Özellikle Bitcoin ile 2008 yılında başlayan süreç tüm dünyada hızla yayılmış ve sanal paralar gerek değer saklama ve yatırım aracı olarak gerekse bir takas aracı olarak yaygınlaşmıştır. Bu doğrultuda birçok ticari işletme sanal paraları bir tahsilat aracı olarak kabul etmiştir. İşte bu sebeple kripto paraların hangi ilkeler doğrusunda muhasebeleştirileceği ve finansal tablolara aktarılacağı önemli bir konu haline gelmiştir.
Bilindiği üzere kripto paralar, 2008 yılından beri kullanılmakta olan Satoshi Nakamoto tarafından deneysel olarak başlatılmış herhangi bir merkez bankası, resmi regülatör veya kurum ile ilişkili olmayan, ancak ülkelerin para birimi ile alınıp satılabilen, herhangi bir üçüncü parti hizmetine, aracı kurumuna gerek kalmadan transferi yapılabilen bir tür dijital para birimidir. Küresel piyasalarda ABD doları ve avroya alternatif olarak kullanılabilen Bitcoin’in sembolü ฿, kısaltması ise BTC‘dir.
Kripto paralarım Türkiye’de herhangi bir aracı, distribütör veya telif hakkı sahibi bulunmamaktadır. Kripto paralar hem bir ödeme aracı olarak kullanılabilirken hem de değer saklanabilmekte ve istenildiği anda güncel kur üzerinden sanal paradan reel paraya dönüştürülebilir.

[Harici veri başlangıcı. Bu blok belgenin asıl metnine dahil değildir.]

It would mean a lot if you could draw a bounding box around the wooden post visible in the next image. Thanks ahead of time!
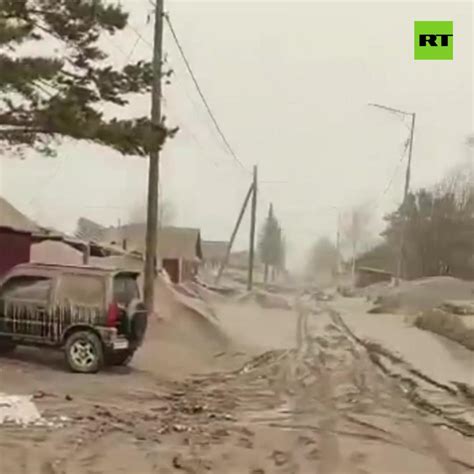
[247,166,257,291]
[144,0,163,313]
[395,113,416,286]
[215,183,254,285]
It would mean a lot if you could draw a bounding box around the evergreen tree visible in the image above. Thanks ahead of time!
[0,0,176,156]
[258,204,285,282]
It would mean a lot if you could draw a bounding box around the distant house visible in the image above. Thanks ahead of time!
[0,197,39,276]
[355,267,393,288]
[30,240,85,265]
[76,217,106,242]
[102,224,202,283]
[202,240,229,268]
[229,250,249,270]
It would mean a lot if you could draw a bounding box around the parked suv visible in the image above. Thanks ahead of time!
[0,263,147,373]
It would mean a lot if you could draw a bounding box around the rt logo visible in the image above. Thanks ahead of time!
[415,21,453,60]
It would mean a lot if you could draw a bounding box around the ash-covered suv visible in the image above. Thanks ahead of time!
[0,263,147,373]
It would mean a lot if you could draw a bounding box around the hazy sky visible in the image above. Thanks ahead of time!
[0,0,474,266]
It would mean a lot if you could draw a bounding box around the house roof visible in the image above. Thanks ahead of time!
[76,217,106,242]
[202,240,229,260]
[102,224,202,260]
[30,240,83,265]
[0,197,39,232]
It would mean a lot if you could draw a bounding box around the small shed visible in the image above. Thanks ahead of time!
[0,197,39,276]
[355,267,393,288]
[30,240,84,265]
[99,223,202,283]
[202,240,229,268]
[157,227,202,283]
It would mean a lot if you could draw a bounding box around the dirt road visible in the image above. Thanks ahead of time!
[0,294,474,474]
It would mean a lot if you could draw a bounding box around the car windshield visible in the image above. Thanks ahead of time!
[114,273,140,305]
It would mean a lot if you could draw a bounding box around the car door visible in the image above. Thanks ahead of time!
[0,274,53,339]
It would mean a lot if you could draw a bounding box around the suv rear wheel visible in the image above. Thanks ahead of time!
[64,331,104,374]
[0,337,16,355]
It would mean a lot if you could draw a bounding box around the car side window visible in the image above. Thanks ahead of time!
[0,275,52,302]
[58,274,105,306]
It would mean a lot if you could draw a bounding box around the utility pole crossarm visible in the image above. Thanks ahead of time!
[368,103,413,115]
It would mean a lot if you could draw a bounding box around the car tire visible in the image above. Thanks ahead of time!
[0,337,16,355]
[64,331,104,374]
[107,350,135,366]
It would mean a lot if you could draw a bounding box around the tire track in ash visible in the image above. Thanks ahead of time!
[324,305,460,474]
[296,299,341,474]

Bilindiği üzere Türk Ceza Kanunu’nun 2’nci maddesinde “Kanunun açıkça suç saymadığı bir fiil için kimseye ceza verilemez ve güvenlik tedbiri uygulanamaz” hükmü yer almaktadır. Buna göre, ülkemizde yürürlükte bulunan herhangi bir mevzuat hükmünde sanal para alım ve satım işlemlerinin cezai müeyyideye tabi olacağına dair hüküm bulunmamaktadır. Bu sebeple, kripto paralar üretmek, tahsil aracı olarak kabul etmek ve ticari ile iştigal etmek veya bu konularla ilgili ticari bir organizasyon içerisine girmek herhangi bir suç tanımı içerisinde değerlendirilmemiştir.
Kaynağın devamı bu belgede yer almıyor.